To evaluate and compare the stability of an anterior cement construct following total spondylectomy for meta-static disease against alternative stabilization techniques.

After intact analysis of ten cadaveric spines (T9–L3), a T12 spondylectomy was performed. Three reconstruction techniques were tested for their ability to restore stiffness to the specimen using non-destructive tests:

1) multilevel posterior pedicle screw instrumentation (PPSI) from T10–L2 {MPI}, 2) anterior instrumentation from T11–L1 with PPSI {AMPI}, and 3) anterior cement and pins construct (T12) with PPSI {CMPI}.

Circumferential stabilization {AMPI, CMPI} restored stiffness to a level of the intact spine. CMPI provided more stability to the specimen than AMPI. MPI alone did not restore stiffness to the intact level.

Circumferential reconstruction using an anterior cement construct following total spondylectomy is biomechanically superior to posterior stabilisation alone.

Introduction: Patients with spinal metastases often have patterns of disease requiring both an anterior and posterior surgical decompression and stabilisation. Subtotal spondylectomy and circumferential stabilisation can be safely performed via a single posterior transpedicular approach. Polymethyl-methacrylate bone cement (PMMA) has been widely used in spinal column reconstruction with mixed results. PMMA is a potential means for local drug delivery in the prevention of locally recurrent disease. The biomechanical characteristics of anterior reconstruction using PMMA have not been adequately evaluated.

Purpose: To evaluate the stability of an anterior cement construct following total spondylectomy and to compare this reconstruction against alternative stabilisation techniques.

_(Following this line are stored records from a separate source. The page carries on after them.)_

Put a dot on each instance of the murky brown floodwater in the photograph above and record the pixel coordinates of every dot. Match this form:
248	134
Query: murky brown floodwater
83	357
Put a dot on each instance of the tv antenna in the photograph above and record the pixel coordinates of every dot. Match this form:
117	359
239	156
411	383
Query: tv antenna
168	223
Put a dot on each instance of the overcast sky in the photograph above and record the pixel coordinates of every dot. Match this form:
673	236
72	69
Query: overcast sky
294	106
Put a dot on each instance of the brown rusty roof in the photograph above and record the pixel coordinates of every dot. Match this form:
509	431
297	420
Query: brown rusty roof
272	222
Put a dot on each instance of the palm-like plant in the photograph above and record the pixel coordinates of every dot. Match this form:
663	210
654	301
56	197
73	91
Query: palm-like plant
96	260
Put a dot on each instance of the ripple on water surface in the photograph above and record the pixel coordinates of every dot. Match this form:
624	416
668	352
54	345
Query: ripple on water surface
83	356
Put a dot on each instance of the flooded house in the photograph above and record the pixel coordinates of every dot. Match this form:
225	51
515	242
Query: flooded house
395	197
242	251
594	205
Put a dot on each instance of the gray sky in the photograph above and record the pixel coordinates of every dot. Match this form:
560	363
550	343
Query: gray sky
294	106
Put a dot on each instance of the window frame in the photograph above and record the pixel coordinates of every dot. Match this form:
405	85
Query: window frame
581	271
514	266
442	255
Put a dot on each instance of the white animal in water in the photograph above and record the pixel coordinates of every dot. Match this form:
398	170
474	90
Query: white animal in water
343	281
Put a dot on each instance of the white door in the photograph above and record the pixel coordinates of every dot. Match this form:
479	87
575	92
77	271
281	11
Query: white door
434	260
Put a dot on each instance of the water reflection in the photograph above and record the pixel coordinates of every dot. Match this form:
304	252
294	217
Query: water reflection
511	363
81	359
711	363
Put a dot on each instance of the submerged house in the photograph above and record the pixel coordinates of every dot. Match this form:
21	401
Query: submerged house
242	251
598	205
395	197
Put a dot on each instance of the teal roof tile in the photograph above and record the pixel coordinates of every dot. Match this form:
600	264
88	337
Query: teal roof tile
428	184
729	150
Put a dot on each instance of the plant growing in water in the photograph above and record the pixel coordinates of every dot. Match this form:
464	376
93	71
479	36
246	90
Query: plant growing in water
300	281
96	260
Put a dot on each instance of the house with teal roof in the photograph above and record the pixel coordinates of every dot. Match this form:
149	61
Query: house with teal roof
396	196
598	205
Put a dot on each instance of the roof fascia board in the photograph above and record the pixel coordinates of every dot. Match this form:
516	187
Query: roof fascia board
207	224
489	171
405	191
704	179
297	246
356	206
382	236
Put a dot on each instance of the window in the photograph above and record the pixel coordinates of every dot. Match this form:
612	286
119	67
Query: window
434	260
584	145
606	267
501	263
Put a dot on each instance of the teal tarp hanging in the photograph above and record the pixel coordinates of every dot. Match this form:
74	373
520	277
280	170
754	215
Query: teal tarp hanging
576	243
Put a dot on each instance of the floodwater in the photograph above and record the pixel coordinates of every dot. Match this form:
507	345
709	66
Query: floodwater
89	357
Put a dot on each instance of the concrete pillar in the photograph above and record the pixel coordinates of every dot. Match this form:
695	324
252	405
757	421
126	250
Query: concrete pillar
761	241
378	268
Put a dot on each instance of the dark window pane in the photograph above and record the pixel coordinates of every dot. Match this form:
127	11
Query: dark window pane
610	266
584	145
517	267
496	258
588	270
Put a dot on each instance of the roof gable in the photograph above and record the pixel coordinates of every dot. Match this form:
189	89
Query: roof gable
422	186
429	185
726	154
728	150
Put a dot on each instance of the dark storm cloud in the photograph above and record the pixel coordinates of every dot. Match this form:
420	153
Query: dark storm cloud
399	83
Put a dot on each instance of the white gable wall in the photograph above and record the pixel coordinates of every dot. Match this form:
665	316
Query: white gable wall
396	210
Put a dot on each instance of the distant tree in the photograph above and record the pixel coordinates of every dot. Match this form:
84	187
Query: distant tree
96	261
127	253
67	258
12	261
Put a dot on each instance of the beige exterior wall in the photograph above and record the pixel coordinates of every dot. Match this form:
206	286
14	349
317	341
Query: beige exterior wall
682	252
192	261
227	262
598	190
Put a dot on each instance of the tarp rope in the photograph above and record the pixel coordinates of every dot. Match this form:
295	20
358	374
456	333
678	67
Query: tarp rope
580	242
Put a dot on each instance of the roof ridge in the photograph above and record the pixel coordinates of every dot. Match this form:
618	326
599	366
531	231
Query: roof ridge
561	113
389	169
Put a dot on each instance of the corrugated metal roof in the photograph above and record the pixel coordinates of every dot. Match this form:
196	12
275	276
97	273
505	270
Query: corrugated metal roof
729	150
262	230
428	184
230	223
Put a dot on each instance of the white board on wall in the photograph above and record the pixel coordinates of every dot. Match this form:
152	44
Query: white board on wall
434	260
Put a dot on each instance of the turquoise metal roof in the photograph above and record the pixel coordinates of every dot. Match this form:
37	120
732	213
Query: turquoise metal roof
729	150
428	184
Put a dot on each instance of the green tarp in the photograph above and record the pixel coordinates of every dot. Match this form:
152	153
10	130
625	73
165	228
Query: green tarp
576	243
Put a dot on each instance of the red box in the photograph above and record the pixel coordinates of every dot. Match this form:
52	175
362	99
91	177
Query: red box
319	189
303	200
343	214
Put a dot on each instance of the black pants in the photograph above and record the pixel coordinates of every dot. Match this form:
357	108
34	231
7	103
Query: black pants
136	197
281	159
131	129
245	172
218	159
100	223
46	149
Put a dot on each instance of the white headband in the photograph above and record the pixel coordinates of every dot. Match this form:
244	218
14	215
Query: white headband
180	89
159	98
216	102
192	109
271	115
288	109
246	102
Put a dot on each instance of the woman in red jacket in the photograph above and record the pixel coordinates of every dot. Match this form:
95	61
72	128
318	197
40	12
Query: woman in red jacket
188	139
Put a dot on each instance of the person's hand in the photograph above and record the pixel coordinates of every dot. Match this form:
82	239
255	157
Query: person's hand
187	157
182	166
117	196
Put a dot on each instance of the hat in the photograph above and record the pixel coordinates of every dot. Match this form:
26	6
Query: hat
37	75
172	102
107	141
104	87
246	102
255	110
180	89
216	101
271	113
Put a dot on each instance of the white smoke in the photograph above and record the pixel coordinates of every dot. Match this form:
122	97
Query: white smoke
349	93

Methods: Ten fresh-frozen human cadaveric spines (T9-L3) were used. After intact analysis, a total spondylectomy was performed at T12. Three potential reconstruction techniques were tested for their ability to restore stiffness to the specimen: (1) multi-level posterior pedicle screw instrumentation from T10-L2 {MP1} [Depuy Acromed], (2) anterior instrumentation [ATL Z-plate II™, Medtronic, Sofamor Danek Instruments] and rib graft at T11-L1 with multi-level posterior instrumentation from T10-L2 {AMPI}, and (3) anterior cement [Simplex P] and pins construct (T12) with multi-level posterior instrumentation from T10-L2 {CMPI}. Each of the three potential reconstruction techniques was tested on each specimen in random order. Non-destructive testing was performed under load control. The specimen was positioned vertically for axial compression and torsion testing, and horizontal for flexion/extension and lateral bending tests. A customised jig was manufactured for this latter purpose.

Results: Only circumferential stabilisation techniques (AMPI, CMPI) restored stiffness to a level equivalent or higher to that of the intact spine in all loading modes (p< 0.05). CMPI provided more stability to the specimen than AMPI in compression and flexion testing (p< 0.05). Posterior instrumentation alone (MPI) did not restore stiffness to the intact level in compression and flexion testing (p< 0.005).

Conclusions: Circumferential reconstruction using an anterior cement construct provides equal or more stability than the intact spine in all testing modes. Posterior stabilisation alone is an inadequate method of reconstruction following total spondylectomy. PMMA has the advantage over traditional anterior reconstruction techniques in that it can be inserted using a single posterior approach and offers the potential value of local drug delivery.